Después que limpie los platos, me fui a cambiar, me saque el uniforme y lo guarde.
 Ambas salimos, Melanie salió con su amiga lucí, y seguramente lo iban a pasar a buscar a su hermano, Yo salí a la biblioteca. Cuando llegue no había nadie, como el horario de clases ya se había terminado la bibliotecaria debió de irse a su apartamento. Busque unos libros relacionados con el tema de la clase de historia que dimos ese día, después de una hora me aburrí de leer esos libros y decidí ir a mi habitación por uno de los míos que había traído, escogí cumbres borrascosas, era uno de los libros que más me gustaba y me fui a sentarme detrás de todo en donde nadie pudiera encontrar.
 Después de unas horas una chica con cabello corto y rizado se acerco hasta el lugar donde yo estaba y se sentó con un libro en las manos, pensé que seria lindo que la saludara.
_Hola.
_Hola me llamo Rosa Liandh, pero puedes llamarme Ross.
_Es un gusto Ross, yo soy Helen Walfor. Le dije sonriendo a la vez que ella también lo izo.
_ ¿Has estado mucho tiempo aquí?
_Lo suficiente como para cansarme de leer. Levantando el libro que tenía en su mano, que no vi bien cual era.
_ ¿Que es lo que lees? Pregunté por curiosidad y para sacar un tema de que hablar.
_Hee, es el clásico libro de Romeo y Julieta de Shakespeare.
_ ¿De verdad? Dije sorprendida viendo que con esta chica algo en común teníamos, nos gustaba el mismo libro, ya teníamos tema de que hablar sobre Shakespeare y sobre las críticas de este y tal vez otros libros.
_Si, la verdad me gusta mucho este libro, lo he leído tanto que ya creo que me lo sé de memoria.
_A mi también me gusta, en realidad esta entre mis favoritos.
_ ¿Y tu que lees?
_También un clásico, Cumbres Borrascosas.
_Bueno la verdad coincidimos en libros, también es uno de los que me gusta. Dijo riendo
 Pasamos bastante tiempo hablando sobre libros, película favorita, música favorita, y nos preguntamos una a la otra cual era la razón de que nos encontráramos en esta academia de terror.
_ ¿Y cual es la razón de que estas aquí Helen?

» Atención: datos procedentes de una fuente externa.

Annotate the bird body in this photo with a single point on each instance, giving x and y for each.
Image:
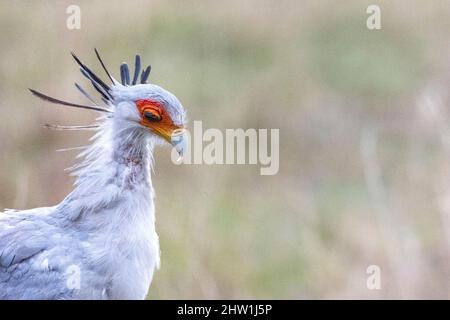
(100, 242)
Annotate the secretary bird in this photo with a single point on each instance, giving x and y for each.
(100, 241)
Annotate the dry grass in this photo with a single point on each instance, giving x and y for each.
(365, 155)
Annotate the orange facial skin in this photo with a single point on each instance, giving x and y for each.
(163, 127)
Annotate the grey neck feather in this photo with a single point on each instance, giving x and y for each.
(118, 162)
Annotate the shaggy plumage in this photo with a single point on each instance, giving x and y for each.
(100, 241)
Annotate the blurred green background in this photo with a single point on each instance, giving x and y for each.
(364, 127)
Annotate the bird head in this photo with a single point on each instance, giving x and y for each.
(152, 108)
(134, 102)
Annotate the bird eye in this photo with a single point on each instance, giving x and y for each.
(150, 116)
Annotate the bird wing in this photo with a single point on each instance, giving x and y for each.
(25, 236)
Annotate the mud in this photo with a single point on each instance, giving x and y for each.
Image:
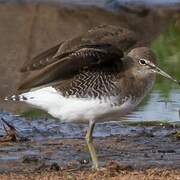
(60, 146)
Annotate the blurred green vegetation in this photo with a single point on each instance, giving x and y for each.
(167, 50)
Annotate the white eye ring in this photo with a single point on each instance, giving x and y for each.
(142, 62)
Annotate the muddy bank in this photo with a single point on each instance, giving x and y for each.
(55, 146)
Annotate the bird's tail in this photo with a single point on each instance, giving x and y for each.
(15, 98)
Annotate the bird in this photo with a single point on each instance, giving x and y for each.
(98, 76)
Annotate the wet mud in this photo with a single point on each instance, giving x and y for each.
(53, 146)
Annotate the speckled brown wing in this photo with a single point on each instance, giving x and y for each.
(86, 57)
(98, 46)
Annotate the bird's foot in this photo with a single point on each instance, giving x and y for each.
(12, 134)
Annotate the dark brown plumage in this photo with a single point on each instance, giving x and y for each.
(92, 78)
(100, 46)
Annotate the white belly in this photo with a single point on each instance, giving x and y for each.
(73, 108)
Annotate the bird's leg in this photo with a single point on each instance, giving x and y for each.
(11, 132)
(89, 140)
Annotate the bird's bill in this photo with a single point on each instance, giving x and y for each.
(164, 74)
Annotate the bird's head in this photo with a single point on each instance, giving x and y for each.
(144, 62)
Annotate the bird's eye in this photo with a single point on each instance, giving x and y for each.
(142, 62)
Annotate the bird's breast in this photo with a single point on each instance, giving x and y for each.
(73, 109)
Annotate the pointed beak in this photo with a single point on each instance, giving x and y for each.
(164, 74)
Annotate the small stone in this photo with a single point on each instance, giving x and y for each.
(55, 167)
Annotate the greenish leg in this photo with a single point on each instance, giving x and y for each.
(89, 140)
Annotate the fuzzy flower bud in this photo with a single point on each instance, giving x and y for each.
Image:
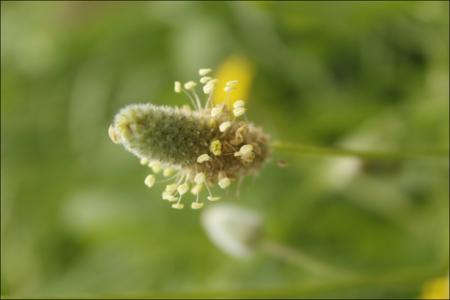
(192, 146)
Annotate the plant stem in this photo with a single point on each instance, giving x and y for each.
(327, 151)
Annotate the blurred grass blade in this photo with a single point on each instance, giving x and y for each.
(302, 149)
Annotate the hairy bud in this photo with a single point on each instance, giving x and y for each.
(208, 140)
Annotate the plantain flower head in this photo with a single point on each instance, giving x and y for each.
(204, 145)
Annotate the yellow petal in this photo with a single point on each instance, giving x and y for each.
(234, 68)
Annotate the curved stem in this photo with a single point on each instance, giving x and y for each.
(326, 151)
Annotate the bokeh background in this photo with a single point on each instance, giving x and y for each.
(77, 220)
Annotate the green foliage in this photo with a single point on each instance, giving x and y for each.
(76, 219)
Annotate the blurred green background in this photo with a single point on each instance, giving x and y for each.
(77, 220)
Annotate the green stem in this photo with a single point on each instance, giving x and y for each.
(326, 151)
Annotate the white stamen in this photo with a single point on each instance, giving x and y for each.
(224, 126)
(232, 83)
(202, 158)
(156, 166)
(224, 182)
(204, 71)
(177, 87)
(168, 171)
(209, 87)
(239, 111)
(228, 89)
(216, 111)
(113, 135)
(244, 150)
(196, 189)
(239, 103)
(205, 79)
(189, 85)
(169, 196)
(199, 178)
(196, 205)
(149, 180)
(183, 188)
(178, 205)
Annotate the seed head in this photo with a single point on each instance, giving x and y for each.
(201, 147)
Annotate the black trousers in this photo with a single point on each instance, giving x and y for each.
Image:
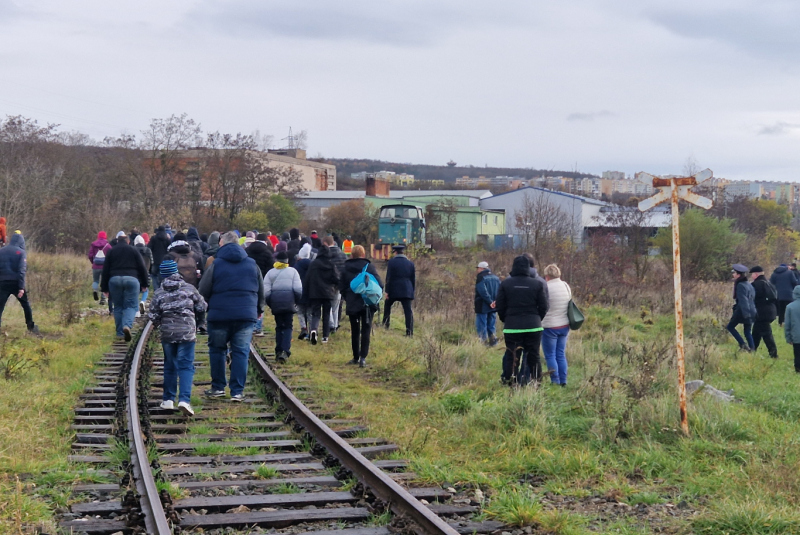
(409, 315)
(7, 289)
(521, 359)
(360, 331)
(796, 348)
(320, 307)
(782, 310)
(763, 330)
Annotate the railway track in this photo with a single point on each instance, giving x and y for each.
(270, 463)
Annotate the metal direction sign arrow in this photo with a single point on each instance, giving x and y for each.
(673, 189)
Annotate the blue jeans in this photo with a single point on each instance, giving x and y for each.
(554, 346)
(747, 327)
(123, 292)
(238, 334)
(485, 324)
(283, 332)
(178, 365)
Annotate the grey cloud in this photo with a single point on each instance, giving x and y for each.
(778, 129)
(589, 117)
(761, 28)
(396, 23)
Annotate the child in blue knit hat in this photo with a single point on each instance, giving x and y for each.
(173, 309)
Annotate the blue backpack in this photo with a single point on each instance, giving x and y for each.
(367, 287)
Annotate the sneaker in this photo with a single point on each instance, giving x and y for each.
(185, 408)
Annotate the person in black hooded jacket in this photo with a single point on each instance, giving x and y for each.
(159, 244)
(521, 305)
(357, 310)
(766, 311)
(322, 281)
(261, 251)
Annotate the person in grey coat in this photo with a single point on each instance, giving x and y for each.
(792, 327)
(744, 308)
(283, 289)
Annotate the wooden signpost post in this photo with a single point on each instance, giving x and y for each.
(674, 189)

Pregunto mirándome, y vi que en su rostro se reflejaba que esperaba una respuesta.
_La verdad es para que pueda, ya sabes sociabilizar más, conocer personas con las que me lleve bien. Hice una sonrisa triste, sabiendo que si fuera por mi yo no estaría en esta lugar._ Como vos. ¿Y cual es la tuya?

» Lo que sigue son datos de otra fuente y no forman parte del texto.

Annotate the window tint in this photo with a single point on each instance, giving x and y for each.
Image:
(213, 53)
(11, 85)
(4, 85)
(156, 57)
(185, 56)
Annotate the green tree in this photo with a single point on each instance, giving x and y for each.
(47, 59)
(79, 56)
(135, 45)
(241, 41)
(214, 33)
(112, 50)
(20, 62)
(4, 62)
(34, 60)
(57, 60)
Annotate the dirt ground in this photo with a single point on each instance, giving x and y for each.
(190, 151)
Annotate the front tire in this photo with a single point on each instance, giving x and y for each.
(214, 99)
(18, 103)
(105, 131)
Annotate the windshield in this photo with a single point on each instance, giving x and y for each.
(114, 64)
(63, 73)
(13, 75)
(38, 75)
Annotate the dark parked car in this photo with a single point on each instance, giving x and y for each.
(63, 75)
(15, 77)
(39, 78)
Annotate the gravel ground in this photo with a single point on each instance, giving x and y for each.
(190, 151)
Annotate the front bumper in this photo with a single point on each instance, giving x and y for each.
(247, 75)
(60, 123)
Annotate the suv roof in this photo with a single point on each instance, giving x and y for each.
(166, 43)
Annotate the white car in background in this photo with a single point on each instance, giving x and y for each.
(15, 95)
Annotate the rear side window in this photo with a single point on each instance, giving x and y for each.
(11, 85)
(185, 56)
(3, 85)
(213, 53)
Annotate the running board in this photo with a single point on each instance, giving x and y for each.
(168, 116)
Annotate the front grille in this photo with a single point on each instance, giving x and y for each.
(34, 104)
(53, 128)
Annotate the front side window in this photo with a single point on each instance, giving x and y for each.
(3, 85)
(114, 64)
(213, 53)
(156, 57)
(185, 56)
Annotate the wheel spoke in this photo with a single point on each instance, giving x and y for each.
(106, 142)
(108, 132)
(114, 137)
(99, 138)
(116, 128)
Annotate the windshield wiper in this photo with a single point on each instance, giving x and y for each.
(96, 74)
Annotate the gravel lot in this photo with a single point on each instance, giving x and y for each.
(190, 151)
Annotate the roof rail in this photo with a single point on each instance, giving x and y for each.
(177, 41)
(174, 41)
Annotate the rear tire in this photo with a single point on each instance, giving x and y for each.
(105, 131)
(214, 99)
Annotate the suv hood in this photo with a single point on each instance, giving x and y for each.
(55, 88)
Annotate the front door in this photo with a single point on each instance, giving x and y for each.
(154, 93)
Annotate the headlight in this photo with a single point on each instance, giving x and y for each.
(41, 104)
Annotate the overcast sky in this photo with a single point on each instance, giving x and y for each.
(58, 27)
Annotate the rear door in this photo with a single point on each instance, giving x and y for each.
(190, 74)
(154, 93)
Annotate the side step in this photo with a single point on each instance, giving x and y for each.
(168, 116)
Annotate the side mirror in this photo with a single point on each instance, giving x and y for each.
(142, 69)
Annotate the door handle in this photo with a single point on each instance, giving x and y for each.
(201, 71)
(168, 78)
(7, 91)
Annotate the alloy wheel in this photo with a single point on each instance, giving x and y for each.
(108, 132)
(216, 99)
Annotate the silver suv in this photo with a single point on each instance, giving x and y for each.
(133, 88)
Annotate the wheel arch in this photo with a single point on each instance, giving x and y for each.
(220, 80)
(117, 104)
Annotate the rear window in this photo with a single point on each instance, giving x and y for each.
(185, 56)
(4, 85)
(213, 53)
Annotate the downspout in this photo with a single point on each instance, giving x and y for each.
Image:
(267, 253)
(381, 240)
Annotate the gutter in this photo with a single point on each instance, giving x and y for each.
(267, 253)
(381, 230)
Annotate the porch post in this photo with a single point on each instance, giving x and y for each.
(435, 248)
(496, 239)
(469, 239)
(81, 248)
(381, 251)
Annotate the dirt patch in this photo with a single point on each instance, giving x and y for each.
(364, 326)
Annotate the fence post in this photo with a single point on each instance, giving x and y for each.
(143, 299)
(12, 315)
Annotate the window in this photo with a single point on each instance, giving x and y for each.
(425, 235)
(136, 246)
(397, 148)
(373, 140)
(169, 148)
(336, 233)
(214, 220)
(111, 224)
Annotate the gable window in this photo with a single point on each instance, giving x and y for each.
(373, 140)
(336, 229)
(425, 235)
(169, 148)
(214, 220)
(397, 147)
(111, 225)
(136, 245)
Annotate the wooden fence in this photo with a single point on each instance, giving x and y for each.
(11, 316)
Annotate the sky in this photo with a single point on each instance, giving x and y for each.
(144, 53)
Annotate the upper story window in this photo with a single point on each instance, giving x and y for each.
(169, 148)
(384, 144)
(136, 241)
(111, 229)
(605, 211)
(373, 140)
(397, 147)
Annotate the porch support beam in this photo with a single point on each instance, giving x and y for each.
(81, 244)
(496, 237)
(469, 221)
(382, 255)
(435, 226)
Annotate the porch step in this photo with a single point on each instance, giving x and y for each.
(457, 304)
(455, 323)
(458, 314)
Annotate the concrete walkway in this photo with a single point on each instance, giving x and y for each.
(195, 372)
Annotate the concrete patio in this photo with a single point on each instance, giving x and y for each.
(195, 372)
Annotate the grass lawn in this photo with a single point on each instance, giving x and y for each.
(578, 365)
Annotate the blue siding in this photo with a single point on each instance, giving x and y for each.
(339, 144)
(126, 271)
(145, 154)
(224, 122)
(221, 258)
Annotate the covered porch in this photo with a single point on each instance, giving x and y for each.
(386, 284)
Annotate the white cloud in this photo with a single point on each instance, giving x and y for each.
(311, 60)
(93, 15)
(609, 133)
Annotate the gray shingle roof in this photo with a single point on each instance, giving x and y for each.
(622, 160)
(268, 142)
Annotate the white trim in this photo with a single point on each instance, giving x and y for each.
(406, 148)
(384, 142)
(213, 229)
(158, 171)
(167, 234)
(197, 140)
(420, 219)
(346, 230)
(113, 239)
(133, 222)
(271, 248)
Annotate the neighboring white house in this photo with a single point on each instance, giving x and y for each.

_ Pues, mis padres quieren que experimente el estudiar en una academia privada, estoy aquí gracias a una beca.
  La hora paso tan rápido que cuando vimos el reloj de la biblioteca eran las ocho menos cuarto, habíamos queda con Melanie que cenaríamos a las ocho, así que me levante deprisa y Ross me acompaño, ya que su cuarto quedaba justo al lado.
_Buenas noches Helen, nos vemos. Decía mientras agitaba una mano y con la otra abría la puerta de su apartamento.

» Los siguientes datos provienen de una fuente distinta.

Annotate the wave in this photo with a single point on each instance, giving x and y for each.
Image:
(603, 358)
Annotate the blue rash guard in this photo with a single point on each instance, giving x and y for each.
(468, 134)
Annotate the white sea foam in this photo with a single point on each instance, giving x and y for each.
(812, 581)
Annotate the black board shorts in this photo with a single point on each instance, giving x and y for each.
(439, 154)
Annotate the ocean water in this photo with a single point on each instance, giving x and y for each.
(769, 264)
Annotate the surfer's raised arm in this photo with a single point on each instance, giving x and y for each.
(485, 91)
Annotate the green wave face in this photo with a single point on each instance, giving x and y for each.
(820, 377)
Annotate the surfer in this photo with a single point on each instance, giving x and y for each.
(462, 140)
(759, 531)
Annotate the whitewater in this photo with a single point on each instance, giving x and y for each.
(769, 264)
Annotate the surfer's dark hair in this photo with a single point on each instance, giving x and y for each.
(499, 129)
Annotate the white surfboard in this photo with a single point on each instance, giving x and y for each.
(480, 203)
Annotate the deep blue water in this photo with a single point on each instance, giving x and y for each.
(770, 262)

_Buenas noches Ross, nos vemos.
 Cuando entre en el apartamento, Melanie estaba colocando la mesa para cenar.
_Justo a tiempo. Siento haber llegado sobre la hora es que la hora se me ha pasado tan rápido sin darme cuenta, esta vez yo me entretuve.
_No importa Helen, no fue a propósito, a decir verdad yo casi llegue tarde para preparar la cena, como termine la visita a mi hermano lo traje para acá, hace pocos minutos salió ¿No viste un chico por estos pasillos?
_La verdad no. Le dije dándome cuenta cual distraída estaba ese día.
_ ¿Y donde estuviste toda esta tarde? Que ni siquiera fuera en el patio te vi.
_Yo no salí afuera, estuve todo el tiempo en la biblioteca, leía un libro y después llego la chica que se llama  Ross Liandh, estuvimos charlando un largo rato
 Cuando terminamos lave los platos, Melanie se sentó en el sofá a ver tv. Y luego yo me fui a dar una ducha y ponerme mi pijama, lo raro fue que no tenía tanto sueño como para dormir así que nos quedamos hablando en la oscuridad con Melanie, hablamos de bastantes cosas, me dijo que estaba aquí porque buscaba una academia tranquila, alejada de la ciudad, y si que escogió bien porque la academia estaba bastante alejada de la ciudad. Solo había pueblecitos pequeños cerca con muy pocos habitantes, también me hablo un poco de su hermano, dijo que se llamaba Emanuel, los hermanos se pelean todo el tiempo pero me dijo que ellos no, ellos están todo el tiempo juntos, no tienen secretos, platicamos hasta que a ambas no dio sueño y nos dormimos.